2) 133 MHz front side bus
3) 9.1 GB Ultra3 SCSI hard drive (10,000 rpm)
4) 128 MB ECC RDRAM expandable to 512 MB
5) Matrox Millennium G400 DualHead graphics controller supports 2 monitors
6) Toshiba CD-RW/DVD Drive 4x4x24x CD-RW 4.8x DVD
7) 56K Modem

1. Processor description: Computer ads generally describe the processor in four parts.
1.1 Maker or type, for example Intel Pentium. Intel's most popular processors are the Pentium and Celeron processors.
1.2 Next will follow a number stating what generation processor. When manufacturers make major changes in the processor design they create a new generation of chips. For example Intel Pentium III processors are third generation Pentium's.
1.3 Next should follow the processor speed measured in Mghz or gigahertz. Simply stated, this only states how fast the processor can make calculations. There are several other factors that make up the processors total performance.
1.4 Finally will be a description of the processor cache. This sample ad states this processor has a second level cache built on the chip which operates at the same speed of the processor holding up to 256KB. Processors with an L2 cache can store additional instructions directly on the chip resulting in increased performance. The larger the cache the faster it can process data. Older processors sometimes had a second level cache off the chip. An integrated cache results in increased performance. This sample ad also states the L2 cache data can be accessed at the processors full speed, not previous half speeds. Note: A L1 or level one cache is not the same as an L2. For example most Intel Celeron processors have only a level one cache resulting in slower performance with today's powerful applications.

2. FSB or front side bus speed: A year ago you were not likely to see the FSB speed included in an ad, meaning it was the standard 66Mghz. Here we see a 133Mghz FSB, a great improvement with much more to come. Expect to see fierce competition and changes in this technology this year. New FSB speeds will have a dramatic impact on system performance.

3. The hard drive: This ad describes the size, type, and hard drive RPM.
3.1 9.1/GB states the size.
3.2 Next you will see it is a Wide Ultra3 SCSI type drive. SCSI devices outperform UDMA/33, UDMA/66 (ATA/66), and any other standard type device. Some ATA/66 are comparable to some SCSI devices. Typically SCSI will cost substantially more but can deliver an outstanding performance.
3.3 Lastly you will notice this is a 10,000/RPM hard drive. Higher RPM results in a quicker response, which is greatly appreciated when booting. Hard drive speed will have a dramatic impact on the total performance of the system.

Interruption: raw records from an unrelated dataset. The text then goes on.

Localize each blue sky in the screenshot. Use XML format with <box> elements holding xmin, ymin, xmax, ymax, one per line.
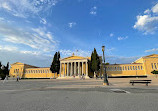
<box><xmin>0</xmin><ymin>0</ymin><xmax>158</xmax><ymax>67</ymax></box>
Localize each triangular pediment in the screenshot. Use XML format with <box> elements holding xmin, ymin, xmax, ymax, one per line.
<box><xmin>144</xmin><ymin>54</ymin><xmax>158</xmax><ymax>58</ymax></box>
<box><xmin>60</xmin><ymin>56</ymin><xmax>89</xmax><ymax>61</ymax></box>
<box><xmin>11</xmin><ymin>62</ymin><xmax>24</xmax><ymax>65</ymax></box>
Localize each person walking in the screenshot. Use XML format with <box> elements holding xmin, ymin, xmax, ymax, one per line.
<box><xmin>83</xmin><ymin>73</ymin><xmax>85</xmax><ymax>80</ymax></box>
<box><xmin>16</xmin><ymin>75</ymin><xmax>19</xmax><ymax>82</ymax></box>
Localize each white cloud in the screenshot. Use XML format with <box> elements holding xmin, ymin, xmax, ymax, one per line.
<box><xmin>144</xmin><ymin>9</ymin><xmax>151</xmax><ymax>14</ymax></box>
<box><xmin>106</xmin><ymin>55</ymin><xmax>140</xmax><ymax>64</ymax></box>
<box><xmin>0</xmin><ymin>0</ymin><xmax>59</xmax><ymax>18</ymax></box>
<box><xmin>60</xmin><ymin>49</ymin><xmax>91</xmax><ymax>57</ymax></box>
<box><xmin>145</xmin><ymin>48</ymin><xmax>158</xmax><ymax>52</ymax></box>
<box><xmin>0</xmin><ymin>45</ymin><xmax>18</xmax><ymax>51</ymax></box>
<box><xmin>0</xmin><ymin>2</ymin><xmax>11</xmax><ymax>11</ymax></box>
<box><xmin>40</xmin><ymin>18</ymin><xmax>47</xmax><ymax>25</ymax></box>
<box><xmin>134</xmin><ymin>3</ymin><xmax>158</xmax><ymax>34</ymax></box>
<box><xmin>0</xmin><ymin>22</ymin><xmax>58</xmax><ymax>52</ymax></box>
<box><xmin>90</xmin><ymin>6</ymin><xmax>97</xmax><ymax>15</ymax></box>
<box><xmin>152</xmin><ymin>3</ymin><xmax>158</xmax><ymax>14</ymax></box>
<box><xmin>109</xmin><ymin>33</ymin><xmax>114</xmax><ymax>37</ymax></box>
<box><xmin>118</xmin><ymin>36</ymin><xmax>128</xmax><ymax>40</ymax></box>
<box><xmin>68</xmin><ymin>22</ymin><xmax>76</xmax><ymax>28</ymax></box>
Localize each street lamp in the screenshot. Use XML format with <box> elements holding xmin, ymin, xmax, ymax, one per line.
<box><xmin>102</xmin><ymin>46</ymin><xmax>109</xmax><ymax>85</ymax></box>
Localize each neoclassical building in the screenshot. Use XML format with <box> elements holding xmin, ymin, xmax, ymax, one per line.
<box><xmin>9</xmin><ymin>54</ymin><xmax>158</xmax><ymax>78</ymax></box>
<box><xmin>59</xmin><ymin>53</ymin><xmax>91</xmax><ymax>78</ymax></box>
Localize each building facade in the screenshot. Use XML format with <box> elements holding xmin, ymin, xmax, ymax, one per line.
<box><xmin>59</xmin><ymin>54</ymin><xmax>91</xmax><ymax>78</ymax></box>
<box><xmin>9</xmin><ymin>62</ymin><xmax>57</xmax><ymax>78</ymax></box>
<box><xmin>105</xmin><ymin>54</ymin><xmax>158</xmax><ymax>77</ymax></box>
<box><xmin>9</xmin><ymin>54</ymin><xmax>158</xmax><ymax>78</ymax></box>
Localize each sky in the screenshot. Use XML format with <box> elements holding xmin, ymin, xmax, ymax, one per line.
<box><xmin>0</xmin><ymin>0</ymin><xmax>158</xmax><ymax>67</ymax></box>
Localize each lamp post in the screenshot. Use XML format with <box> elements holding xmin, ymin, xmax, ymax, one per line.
<box><xmin>102</xmin><ymin>46</ymin><xmax>109</xmax><ymax>85</ymax></box>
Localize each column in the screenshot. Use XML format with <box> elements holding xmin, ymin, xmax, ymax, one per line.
<box><xmin>82</xmin><ymin>62</ymin><xmax>83</xmax><ymax>75</ymax></box>
<box><xmin>60</xmin><ymin>63</ymin><xmax>62</xmax><ymax>77</ymax></box>
<box><xmin>64</xmin><ymin>63</ymin><xmax>65</xmax><ymax>77</ymax></box>
<box><xmin>74</xmin><ymin>62</ymin><xmax>76</xmax><ymax>76</ymax></box>
<box><xmin>86</xmin><ymin>61</ymin><xmax>88</xmax><ymax>76</ymax></box>
<box><xmin>67</xmin><ymin>62</ymin><xmax>69</xmax><ymax>76</ymax></box>
<box><xmin>78</xmin><ymin>62</ymin><xmax>80</xmax><ymax>77</ymax></box>
<box><xmin>71</xmin><ymin>62</ymin><xmax>73</xmax><ymax>76</ymax></box>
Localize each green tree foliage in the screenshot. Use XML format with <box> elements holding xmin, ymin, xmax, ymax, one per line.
<box><xmin>0</xmin><ymin>62</ymin><xmax>9</xmax><ymax>80</ymax></box>
<box><xmin>105</xmin><ymin>62</ymin><xmax>110</xmax><ymax>65</ymax></box>
<box><xmin>90</xmin><ymin>48</ymin><xmax>100</xmax><ymax>76</ymax></box>
<box><xmin>50</xmin><ymin>52</ymin><xmax>60</xmax><ymax>74</ymax></box>
<box><xmin>151</xmin><ymin>70</ymin><xmax>158</xmax><ymax>77</ymax></box>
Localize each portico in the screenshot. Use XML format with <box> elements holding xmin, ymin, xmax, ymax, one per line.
<box><xmin>59</xmin><ymin>54</ymin><xmax>90</xmax><ymax>78</ymax></box>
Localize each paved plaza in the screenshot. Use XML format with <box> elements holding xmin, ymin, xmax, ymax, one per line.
<box><xmin>0</xmin><ymin>77</ymin><xmax>158</xmax><ymax>111</ymax></box>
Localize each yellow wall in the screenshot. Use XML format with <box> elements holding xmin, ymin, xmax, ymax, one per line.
<box><xmin>134</xmin><ymin>54</ymin><xmax>158</xmax><ymax>75</ymax></box>
<box><xmin>9</xmin><ymin>63</ymin><xmax>58</xmax><ymax>78</ymax></box>
<box><xmin>105</xmin><ymin>64</ymin><xmax>145</xmax><ymax>76</ymax></box>
<box><xmin>9</xmin><ymin>54</ymin><xmax>158</xmax><ymax>78</ymax></box>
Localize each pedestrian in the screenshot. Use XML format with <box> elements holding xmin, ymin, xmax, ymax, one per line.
<box><xmin>16</xmin><ymin>75</ymin><xmax>19</xmax><ymax>82</ymax></box>
<box><xmin>83</xmin><ymin>73</ymin><xmax>85</xmax><ymax>80</ymax></box>
<box><xmin>82</xmin><ymin>73</ymin><xmax>84</xmax><ymax>80</ymax></box>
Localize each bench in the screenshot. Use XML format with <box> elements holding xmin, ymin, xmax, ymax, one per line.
<box><xmin>130</xmin><ymin>80</ymin><xmax>152</xmax><ymax>86</ymax></box>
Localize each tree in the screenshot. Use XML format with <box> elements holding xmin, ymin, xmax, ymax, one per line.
<box><xmin>151</xmin><ymin>70</ymin><xmax>158</xmax><ymax>78</ymax></box>
<box><xmin>50</xmin><ymin>52</ymin><xmax>60</xmax><ymax>77</ymax></box>
<box><xmin>90</xmin><ymin>48</ymin><xmax>100</xmax><ymax>78</ymax></box>
<box><xmin>105</xmin><ymin>62</ymin><xmax>110</xmax><ymax>65</ymax></box>
<box><xmin>0</xmin><ymin>62</ymin><xmax>9</xmax><ymax>80</ymax></box>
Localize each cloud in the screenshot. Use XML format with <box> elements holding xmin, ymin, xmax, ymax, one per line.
<box><xmin>134</xmin><ymin>3</ymin><xmax>158</xmax><ymax>34</ymax></box>
<box><xmin>0</xmin><ymin>2</ymin><xmax>11</xmax><ymax>11</ymax></box>
<box><xmin>117</xmin><ymin>36</ymin><xmax>128</xmax><ymax>40</ymax></box>
<box><xmin>0</xmin><ymin>0</ymin><xmax>58</xmax><ymax>18</ymax></box>
<box><xmin>0</xmin><ymin>22</ymin><xmax>58</xmax><ymax>52</ymax></box>
<box><xmin>90</xmin><ymin>6</ymin><xmax>97</xmax><ymax>15</ymax></box>
<box><xmin>0</xmin><ymin>45</ymin><xmax>18</xmax><ymax>51</ymax></box>
<box><xmin>145</xmin><ymin>48</ymin><xmax>158</xmax><ymax>52</ymax></box>
<box><xmin>60</xmin><ymin>49</ymin><xmax>91</xmax><ymax>57</ymax></box>
<box><xmin>68</xmin><ymin>22</ymin><xmax>76</xmax><ymax>28</ymax></box>
<box><xmin>0</xmin><ymin>48</ymin><xmax>53</xmax><ymax>67</ymax></box>
<box><xmin>109</xmin><ymin>33</ymin><xmax>114</xmax><ymax>37</ymax></box>
<box><xmin>152</xmin><ymin>3</ymin><xmax>158</xmax><ymax>14</ymax></box>
<box><xmin>40</xmin><ymin>18</ymin><xmax>47</xmax><ymax>25</ymax></box>
<box><xmin>106</xmin><ymin>55</ymin><xmax>140</xmax><ymax>64</ymax></box>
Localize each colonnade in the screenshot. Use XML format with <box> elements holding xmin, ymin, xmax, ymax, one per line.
<box><xmin>60</xmin><ymin>60</ymin><xmax>88</xmax><ymax>77</ymax></box>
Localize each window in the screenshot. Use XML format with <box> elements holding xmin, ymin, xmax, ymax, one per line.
<box><xmin>154</xmin><ymin>63</ymin><xmax>157</xmax><ymax>69</ymax></box>
<box><xmin>115</xmin><ymin>67</ymin><xmax>117</xmax><ymax>71</ymax></box>
<box><xmin>151</xmin><ymin>63</ymin><xmax>154</xmax><ymax>69</ymax></box>
<box><xmin>138</xmin><ymin>66</ymin><xmax>140</xmax><ymax>70</ymax></box>
<box><xmin>123</xmin><ymin>66</ymin><xmax>124</xmax><ymax>70</ymax></box>
<box><xmin>125</xmin><ymin>66</ymin><xmax>127</xmax><ymax>70</ymax></box>
<box><xmin>133</xmin><ymin>66</ymin><xmax>135</xmax><ymax>70</ymax></box>
<box><xmin>135</xmin><ymin>66</ymin><xmax>137</xmax><ymax>70</ymax></box>
<box><xmin>120</xmin><ymin>67</ymin><xmax>122</xmax><ymax>71</ymax></box>
<box><xmin>130</xmin><ymin>66</ymin><xmax>132</xmax><ymax>70</ymax></box>
<box><xmin>128</xmin><ymin>66</ymin><xmax>130</xmax><ymax>70</ymax></box>
<box><xmin>141</xmin><ymin>66</ymin><xmax>143</xmax><ymax>70</ymax></box>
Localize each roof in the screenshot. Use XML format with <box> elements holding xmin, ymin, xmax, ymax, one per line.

4. Random Access Memory or RAM: The amount and type of RAM a system has will have a dramatic effect on performance. If you do not have enough RAM the slower moving hard drive will handle the overflow, I recommend at least 128/MB of RAM. Below is a very short, brief timeline and description of some recent types of RAM.

RAM Type Description
4.1 SDRAM (66Mghz bus)
4.2 SDRAM PC100 (Requires a 100Mghz bus, substantial increase in overall system performance)
4.3 RDRAM (New and revolutionary technology, performs up to 3 times better than PC100 SDRAM)

5. The AGP video card: Today's video cards are like having a computer inside your computer. They have their own RAM, processor, and now may require their own cooling system. If you were to go to the store and look at a more detailed description of a new computer you would likely see a slew of specifications pertaining to the video card. Features such as the memory, DVD and TV capabilities, multiple monitor display, high resolution and color performance, and many more.

6. The CD drive: In addition to being a standard CD-ROM the drive may incorporate one or more of the following technologies.
6.1 DVD: These drives allow you to watch DVD movies on your computer.
6.2 CD-RW drives will allow you to create your own CD's. Supporting recordable and rewriteable media.
6.3 CD-R drives will allow you to create you own CD's as well. However, the media (recordable media) for these drives can only be written to once.
6.4 Multi-media CD drives incorporate 2 or more technologies in one drive.
6.5 4x4x24x CD-RW 4.8x DVD (4 speed CD-RW, 4 speed CD-R, 24 speed standard CD-ROM, 4.8 speed DVD)

7. Due to revolutionary changes in communication technology, bundled systems may no longer even come with a modem until DSL or Cable line connections are standard in many homes. The 56K modem is currently the fastest standard modem. However, there is absolutely nothing fast about it. A beautiful state of the art computer system can suddenly look like a "dud" when using a 56K modem to connect to the Internet. Transfer rates of 56/KB per second is a ridiculous number when compared to the power of today's PC's. If you have cable Internet service available in your area it is a must have. I recently tested my cable modem and received a downstream rate up to 700K per second, this of course will vary by location and accuracy of the test site.